Gotcha when editing nodes programatically

tags:

Now this one is pretty annoying to.

I'm writing a module that imports data into nodes. Sometimes this data has already been imported, and I only want to update existing rows with changes, if any.

After pulling in a row of data from the import file, I see if it already exists as a node in my database. If it does, I grab the node ID and load the existing node:

$node = node_load($existing_nid);

I then do some magical stuff and save the node using the standard:

$node_validate($node);
// check for form errors, etc...
$node = node_submit($node);
$node_save($node);

The problem is that after doing this, the $node->created timestamp is always equal to time(). I don't want to reset the created timestamp for existing nodes, it makes no sense.

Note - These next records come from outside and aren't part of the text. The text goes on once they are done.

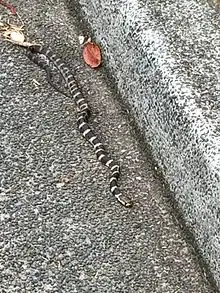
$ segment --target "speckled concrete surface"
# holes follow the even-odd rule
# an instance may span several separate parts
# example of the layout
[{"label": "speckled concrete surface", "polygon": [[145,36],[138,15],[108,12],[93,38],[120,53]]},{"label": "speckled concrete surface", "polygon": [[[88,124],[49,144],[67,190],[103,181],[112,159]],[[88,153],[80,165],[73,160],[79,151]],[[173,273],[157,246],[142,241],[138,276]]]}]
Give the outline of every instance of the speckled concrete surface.
[{"label": "speckled concrete surface", "polygon": [[220,285],[218,7],[207,0],[79,3]]},{"label": "speckled concrete surface", "polygon": [[214,292],[104,71],[81,62],[81,32],[65,2],[15,3],[32,39],[56,48],[73,69],[81,64],[76,75],[93,127],[121,162],[121,186],[135,205],[112,198],[108,171],[76,130],[73,101],[1,42],[0,292]]}]

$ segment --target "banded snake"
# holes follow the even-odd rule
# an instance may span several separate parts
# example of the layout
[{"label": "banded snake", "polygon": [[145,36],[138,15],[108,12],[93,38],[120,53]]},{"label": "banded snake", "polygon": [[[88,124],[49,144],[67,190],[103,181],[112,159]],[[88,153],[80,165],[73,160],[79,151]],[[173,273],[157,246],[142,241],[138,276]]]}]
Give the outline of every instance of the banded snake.
[{"label": "banded snake", "polygon": [[[27,56],[35,64],[43,68],[47,73],[47,78],[51,86],[55,90],[63,93],[57,86],[52,82],[52,73],[49,62],[51,62],[58,69],[64,82],[69,89],[72,98],[75,100],[78,108],[77,126],[79,132],[83,137],[92,145],[96,153],[98,161],[103,165],[107,166],[110,171],[110,191],[116,197],[116,199],[125,207],[131,207],[132,201],[125,195],[123,195],[118,187],[118,179],[120,176],[120,167],[106,152],[103,144],[91,130],[88,119],[90,116],[90,109],[87,101],[83,97],[83,94],[78,86],[78,83],[71,73],[69,68],[64,62],[50,49],[40,45],[32,45],[27,49]],[[43,57],[43,58],[42,58]]]}]

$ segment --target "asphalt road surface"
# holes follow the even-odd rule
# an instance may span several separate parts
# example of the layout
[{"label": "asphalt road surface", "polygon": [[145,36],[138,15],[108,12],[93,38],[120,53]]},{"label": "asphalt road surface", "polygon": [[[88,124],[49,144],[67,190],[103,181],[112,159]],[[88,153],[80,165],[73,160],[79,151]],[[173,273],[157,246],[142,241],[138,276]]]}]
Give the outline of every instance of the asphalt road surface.
[{"label": "asphalt road surface", "polygon": [[83,63],[82,32],[65,1],[12,4],[29,38],[76,72],[134,207],[109,192],[108,170],[77,131],[74,101],[20,48],[0,41],[0,292],[214,292],[104,69]]}]

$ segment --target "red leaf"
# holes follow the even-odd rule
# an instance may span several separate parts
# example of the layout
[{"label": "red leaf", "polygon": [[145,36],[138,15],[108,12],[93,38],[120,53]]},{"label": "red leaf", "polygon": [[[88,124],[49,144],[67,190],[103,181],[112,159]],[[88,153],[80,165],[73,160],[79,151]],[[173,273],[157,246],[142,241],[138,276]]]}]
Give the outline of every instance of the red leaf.
[{"label": "red leaf", "polygon": [[86,43],[83,48],[83,59],[90,67],[98,67],[102,62],[99,46],[92,42]]},{"label": "red leaf", "polygon": [[8,10],[10,10],[12,14],[14,14],[14,15],[17,14],[16,8],[13,5],[8,4],[2,0],[0,0],[0,4],[3,5],[5,8],[7,8]]}]

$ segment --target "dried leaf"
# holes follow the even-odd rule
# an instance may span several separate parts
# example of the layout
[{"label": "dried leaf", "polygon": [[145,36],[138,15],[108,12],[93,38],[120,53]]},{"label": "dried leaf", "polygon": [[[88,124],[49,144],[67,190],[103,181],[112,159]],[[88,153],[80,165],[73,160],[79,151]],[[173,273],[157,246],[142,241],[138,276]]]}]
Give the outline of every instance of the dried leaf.
[{"label": "dried leaf", "polygon": [[21,44],[24,43],[24,35],[21,32],[13,31],[11,33],[10,37],[11,37],[11,40],[16,43],[21,43]]},{"label": "dried leaf", "polygon": [[8,4],[8,3],[6,3],[5,1],[2,1],[2,0],[0,0],[0,5],[4,6],[8,10],[10,10],[13,15],[17,14],[17,10],[13,5]]},{"label": "dried leaf", "polygon": [[83,48],[83,58],[86,64],[92,68],[98,67],[102,62],[101,50],[95,43],[88,42]]},{"label": "dried leaf", "polygon": [[12,44],[22,46],[22,47],[30,47],[33,45],[39,45],[36,42],[27,42],[25,41],[25,36],[23,34],[23,26],[16,26],[10,23],[2,23],[0,22],[0,39],[6,42],[10,42]]}]

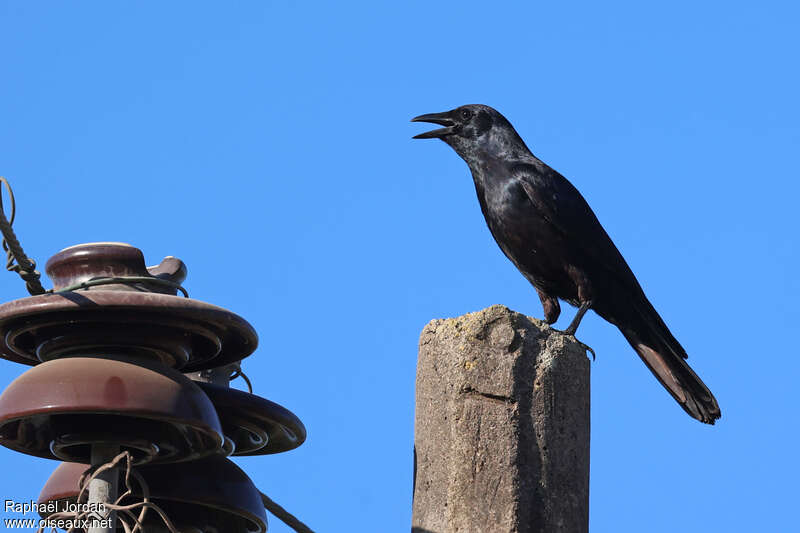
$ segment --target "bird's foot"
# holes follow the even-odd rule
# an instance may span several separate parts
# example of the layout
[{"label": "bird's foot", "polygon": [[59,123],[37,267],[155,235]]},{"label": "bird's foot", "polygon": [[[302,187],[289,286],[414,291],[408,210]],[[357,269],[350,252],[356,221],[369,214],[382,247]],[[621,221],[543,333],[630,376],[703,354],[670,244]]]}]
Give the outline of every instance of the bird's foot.
[{"label": "bird's foot", "polygon": [[[573,339],[575,339],[575,336],[574,336],[574,335],[572,335],[572,338],[573,338]],[[597,354],[596,354],[596,353],[594,353],[594,350],[592,349],[592,347],[591,347],[591,346],[589,346],[588,344],[584,344],[584,343],[582,343],[582,342],[581,342],[581,341],[579,341],[578,339],[575,339],[575,342],[577,342],[578,344],[580,344],[580,345],[581,345],[581,347],[582,347],[584,350],[586,350],[587,352],[589,352],[589,353],[591,353],[591,354],[592,354],[592,361],[596,361],[596,360],[597,360]]]},{"label": "bird's foot", "polygon": [[574,333],[570,333],[569,328],[565,329],[564,331],[561,331],[560,329],[553,329],[553,331],[558,331],[559,333],[561,333],[563,335],[566,335],[567,337],[571,337],[572,340],[574,340],[575,342],[577,342],[578,344],[581,345],[581,348],[583,348],[584,350],[586,350],[587,352],[592,354],[592,361],[596,361],[597,360],[597,354],[594,353],[594,350],[592,349],[592,347],[589,346],[588,344],[584,344],[581,341],[579,341],[577,339],[577,337],[575,337]]}]

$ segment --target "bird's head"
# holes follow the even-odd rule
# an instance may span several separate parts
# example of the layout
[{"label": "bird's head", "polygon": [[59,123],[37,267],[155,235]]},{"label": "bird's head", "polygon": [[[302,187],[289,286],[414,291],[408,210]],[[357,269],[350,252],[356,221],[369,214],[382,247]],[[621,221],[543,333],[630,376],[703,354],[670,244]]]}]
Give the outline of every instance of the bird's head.
[{"label": "bird's head", "polygon": [[468,163],[477,151],[505,152],[512,145],[524,143],[514,128],[498,111],[487,105],[462,105],[444,113],[428,113],[411,122],[430,122],[444,126],[415,135],[415,139],[441,139]]}]

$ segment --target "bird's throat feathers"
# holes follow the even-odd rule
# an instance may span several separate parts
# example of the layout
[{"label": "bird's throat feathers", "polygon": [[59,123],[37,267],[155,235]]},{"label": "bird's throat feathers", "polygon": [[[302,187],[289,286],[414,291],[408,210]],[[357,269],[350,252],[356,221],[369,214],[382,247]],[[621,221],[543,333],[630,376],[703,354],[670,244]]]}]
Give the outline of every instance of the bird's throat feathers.
[{"label": "bird's throat feathers", "polygon": [[527,162],[536,159],[511,124],[507,127],[496,125],[477,138],[450,135],[442,140],[456,151],[471,170],[483,167],[490,161]]}]

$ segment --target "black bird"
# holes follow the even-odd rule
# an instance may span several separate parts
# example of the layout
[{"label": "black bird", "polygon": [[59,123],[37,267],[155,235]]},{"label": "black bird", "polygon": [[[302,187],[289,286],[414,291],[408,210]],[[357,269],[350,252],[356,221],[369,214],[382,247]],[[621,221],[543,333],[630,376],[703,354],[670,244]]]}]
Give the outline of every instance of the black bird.
[{"label": "black bird", "polygon": [[581,193],[525,146],[506,118],[485,105],[420,115],[444,126],[415,139],[441,139],[472,171],[481,211],[497,244],[534,286],[552,324],[559,299],[578,307],[574,335],[593,309],[619,328],[690,416],[713,424],[717,400],[672,336]]}]

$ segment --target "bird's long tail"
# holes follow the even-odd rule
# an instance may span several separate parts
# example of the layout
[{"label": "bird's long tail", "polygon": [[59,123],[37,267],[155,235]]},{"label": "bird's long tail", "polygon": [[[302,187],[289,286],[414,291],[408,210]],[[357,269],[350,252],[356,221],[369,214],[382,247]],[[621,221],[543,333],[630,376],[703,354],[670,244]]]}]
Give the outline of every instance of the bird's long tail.
[{"label": "bird's long tail", "polygon": [[689,416],[713,424],[721,413],[716,398],[686,363],[686,352],[647,302],[633,324],[619,325],[642,361]]}]

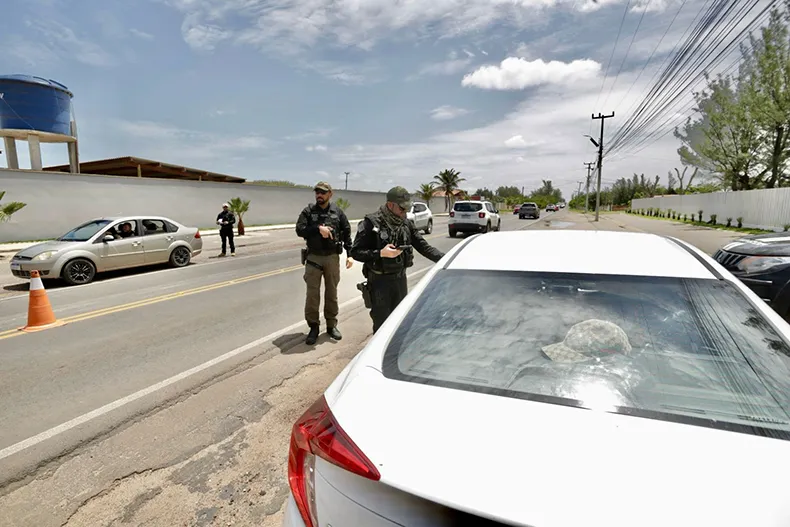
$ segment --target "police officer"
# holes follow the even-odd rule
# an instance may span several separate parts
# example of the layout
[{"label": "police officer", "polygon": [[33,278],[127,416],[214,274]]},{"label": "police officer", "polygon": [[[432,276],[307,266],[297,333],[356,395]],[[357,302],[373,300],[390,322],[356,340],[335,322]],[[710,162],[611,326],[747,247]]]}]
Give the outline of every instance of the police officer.
[{"label": "police officer", "polygon": [[230,211],[227,203],[222,204],[222,212],[217,214],[217,225],[219,225],[219,237],[222,238],[222,252],[220,256],[225,256],[227,244],[230,243],[230,255],[236,256],[236,244],[233,243],[233,224],[236,223],[236,216]]},{"label": "police officer", "polygon": [[351,247],[351,257],[364,262],[362,274],[367,278],[374,333],[409,292],[406,269],[414,265],[412,247],[434,263],[444,256],[406,219],[410,208],[409,191],[393,187],[387,192],[387,203],[359,222]]},{"label": "police officer", "polygon": [[321,278],[324,279],[324,318],[327,334],[335,339],[343,338],[337,329],[337,285],[340,283],[340,254],[346,251],[346,269],[353,265],[351,251],[351,225],[342,209],[332,199],[332,187],[324,181],[316,184],[315,204],[308,205],[296,222],[296,234],[305,239],[307,247],[302,250],[305,265],[304,281],[307,298],[304,317],[310,331],[305,343],[313,345],[318,340],[318,309],[321,306]]}]

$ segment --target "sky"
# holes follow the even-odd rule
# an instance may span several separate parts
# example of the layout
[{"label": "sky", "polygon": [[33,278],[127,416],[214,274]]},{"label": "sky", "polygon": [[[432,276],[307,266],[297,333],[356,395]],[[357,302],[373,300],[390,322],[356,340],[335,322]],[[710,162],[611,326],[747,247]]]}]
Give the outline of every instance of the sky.
[{"label": "sky", "polygon": [[[336,188],[348,171],[349,189],[372,191],[454,168],[469,190],[546,179],[569,199],[596,158],[592,114],[615,112],[606,141],[704,3],[6,0],[0,74],[68,86],[83,162],[137,156]],[[603,184],[664,180],[678,146],[669,133],[605,159]],[[43,155],[68,161],[65,145]]]}]

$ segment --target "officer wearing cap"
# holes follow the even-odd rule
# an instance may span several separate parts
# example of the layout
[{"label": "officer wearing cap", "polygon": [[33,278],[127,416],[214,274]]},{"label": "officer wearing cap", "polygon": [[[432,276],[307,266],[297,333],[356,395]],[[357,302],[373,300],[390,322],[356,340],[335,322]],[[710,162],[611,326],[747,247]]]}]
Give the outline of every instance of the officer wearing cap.
[{"label": "officer wearing cap", "polygon": [[367,284],[363,288],[369,294],[374,333],[409,292],[406,269],[414,265],[412,248],[432,262],[444,257],[406,219],[410,208],[409,191],[403,187],[391,188],[387,202],[359,222],[351,247],[351,257],[364,263],[362,274]]},{"label": "officer wearing cap", "polygon": [[230,255],[236,256],[236,244],[233,243],[233,224],[236,223],[236,216],[230,211],[227,203],[222,204],[222,212],[217,214],[217,225],[219,225],[219,237],[222,239],[222,252],[220,256],[225,256],[227,245],[230,243]]},{"label": "officer wearing cap", "polygon": [[337,329],[337,285],[340,283],[340,254],[346,251],[346,269],[353,264],[351,259],[351,225],[343,210],[331,203],[332,187],[321,181],[313,188],[315,203],[302,210],[296,222],[296,234],[304,238],[307,247],[302,250],[304,281],[307,298],[304,316],[310,331],[305,343],[313,345],[318,340],[321,307],[321,278],[324,279],[324,318],[327,334],[335,339],[343,338]]}]

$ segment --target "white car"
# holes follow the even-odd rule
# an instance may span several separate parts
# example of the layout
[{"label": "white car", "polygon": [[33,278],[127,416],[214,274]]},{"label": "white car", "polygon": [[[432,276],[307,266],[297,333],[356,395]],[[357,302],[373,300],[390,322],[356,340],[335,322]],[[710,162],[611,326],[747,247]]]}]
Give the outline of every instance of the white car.
[{"label": "white car", "polygon": [[790,326],[674,238],[456,245],[293,427],[288,527],[778,527]]},{"label": "white car", "polygon": [[447,229],[455,238],[459,232],[490,232],[502,227],[499,211],[490,201],[456,201],[450,211]]},{"label": "white car", "polygon": [[433,231],[433,213],[426,203],[415,201],[411,208],[406,212],[406,218],[414,224],[414,227],[430,234]]}]

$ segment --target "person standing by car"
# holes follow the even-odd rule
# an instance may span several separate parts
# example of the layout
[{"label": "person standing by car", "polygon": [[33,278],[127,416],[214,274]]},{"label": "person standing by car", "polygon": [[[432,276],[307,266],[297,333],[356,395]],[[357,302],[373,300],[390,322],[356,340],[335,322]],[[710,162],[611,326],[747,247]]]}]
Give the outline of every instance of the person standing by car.
[{"label": "person standing by car", "polygon": [[337,329],[340,306],[337,303],[337,286],[340,283],[340,255],[346,251],[346,269],[351,268],[351,224],[343,209],[331,203],[332,186],[320,181],[313,188],[315,204],[308,205],[296,221],[296,234],[304,238],[307,247],[302,249],[304,281],[307,295],[304,317],[310,331],[305,344],[312,346],[318,340],[321,307],[321,279],[324,280],[324,318],[330,338],[340,340]]},{"label": "person standing by car", "polygon": [[222,252],[220,257],[225,256],[227,245],[230,244],[230,255],[236,256],[236,244],[233,243],[233,225],[236,223],[236,216],[230,211],[227,203],[222,204],[222,212],[217,215],[217,225],[219,225],[219,237],[222,238]]},{"label": "person standing by car", "polygon": [[362,274],[367,283],[362,285],[362,290],[368,296],[365,304],[369,300],[373,333],[409,292],[406,269],[414,265],[412,247],[434,263],[444,257],[406,220],[410,208],[409,191],[403,187],[391,188],[387,202],[359,222],[351,246],[351,257],[364,264]]}]

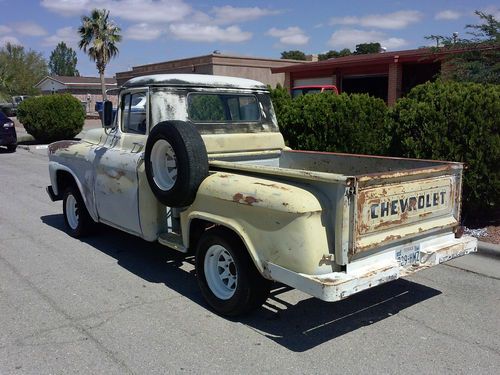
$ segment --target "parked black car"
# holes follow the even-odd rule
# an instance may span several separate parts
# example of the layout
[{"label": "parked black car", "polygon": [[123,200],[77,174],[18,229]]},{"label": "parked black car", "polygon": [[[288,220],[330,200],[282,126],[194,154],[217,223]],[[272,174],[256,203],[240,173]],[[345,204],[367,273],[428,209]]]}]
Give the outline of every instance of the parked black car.
[{"label": "parked black car", "polygon": [[14,122],[0,112],[0,146],[6,146],[7,150],[14,152],[17,147],[17,135]]}]

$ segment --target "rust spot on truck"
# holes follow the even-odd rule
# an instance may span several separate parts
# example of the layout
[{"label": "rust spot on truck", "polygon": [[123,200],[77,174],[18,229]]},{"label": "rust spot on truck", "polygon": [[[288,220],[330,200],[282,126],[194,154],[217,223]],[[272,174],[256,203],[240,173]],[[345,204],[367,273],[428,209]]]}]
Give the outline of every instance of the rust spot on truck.
[{"label": "rust spot on truck", "polygon": [[249,206],[252,206],[254,203],[262,202],[262,199],[257,199],[252,197],[251,195],[247,195],[246,197],[241,193],[236,193],[233,195],[233,202],[244,203]]},{"label": "rust spot on truck", "polygon": [[264,184],[263,182],[254,182],[254,185],[262,185],[262,186],[267,186],[267,187],[270,187],[270,188],[273,188],[273,189],[280,189],[280,190],[290,191],[290,189],[288,189],[287,187],[285,187],[285,186],[279,186],[279,185],[276,185],[276,184]]},{"label": "rust spot on truck", "polygon": [[80,143],[79,141],[58,141],[48,146],[49,154],[53,155],[57,150],[67,150],[70,146]]}]

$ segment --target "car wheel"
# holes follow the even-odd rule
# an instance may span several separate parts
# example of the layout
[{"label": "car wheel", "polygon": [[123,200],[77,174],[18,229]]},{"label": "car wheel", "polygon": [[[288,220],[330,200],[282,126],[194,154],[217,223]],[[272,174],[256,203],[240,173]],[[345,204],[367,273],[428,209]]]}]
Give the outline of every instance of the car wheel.
[{"label": "car wheel", "polygon": [[68,233],[75,238],[88,235],[94,227],[94,220],[85,207],[78,188],[69,187],[63,196],[64,222]]},{"label": "car wheel", "polygon": [[8,145],[7,151],[14,152],[14,151],[16,151],[16,148],[17,148],[17,145]]},{"label": "car wheel", "polygon": [[145,150],[145,169],[156,198],[169,207],[193,203],[208,176],[205,143],[187,121],[164,121],[153,127]]},{"label": "car wheel", "polygon": [[215,312],[237,316],[261,306],[271,282],[253,264],[241,240],[225,228],[206,231],[196,251],[201,293]]}]

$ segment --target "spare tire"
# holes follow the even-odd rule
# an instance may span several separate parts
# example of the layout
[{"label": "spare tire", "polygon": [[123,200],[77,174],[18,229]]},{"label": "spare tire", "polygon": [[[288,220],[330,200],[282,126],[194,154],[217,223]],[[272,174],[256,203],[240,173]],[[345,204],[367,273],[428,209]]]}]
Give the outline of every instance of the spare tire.
[{"label": "spare tire", "polygon": [[208,176],[205,143],[193,123],[163,121],[151,129],[144,156],[146,176],[156,198],[169,207],[193,203]]}]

After poking around in node.module, I find that node_submit() pulls in the string version of the timestamp as $node->date. It then converts it back to a unix timestamp before assigning the value back to $node->created.

The fix is to set this property before submitting the node:

$node->date  = format_date($node->created, 'custom', 'Y-m-d H:i:s O');

And that's just plain ugly and a real time wasting gotcha.

I understand that the form needs to contain a string and that the submission process requires a unix timestamp, but it is this kind of thing that makes it extremely clumsy to work with nodes programatically using a pseudo form submission process.

It would be quite nice if a future version of Drupal provides developers with a separate API for managing nodes programatically to ensure that a lot of this ugliness of forms is hidden from the programmer, and also to ensure that all the appropriate callbacks are run when a node is managed outside an actual webform. It's very easy to skip the node_validate() and node_submit() hooks. I'm also not sure if proper permissions checks are done when handling nodes this way.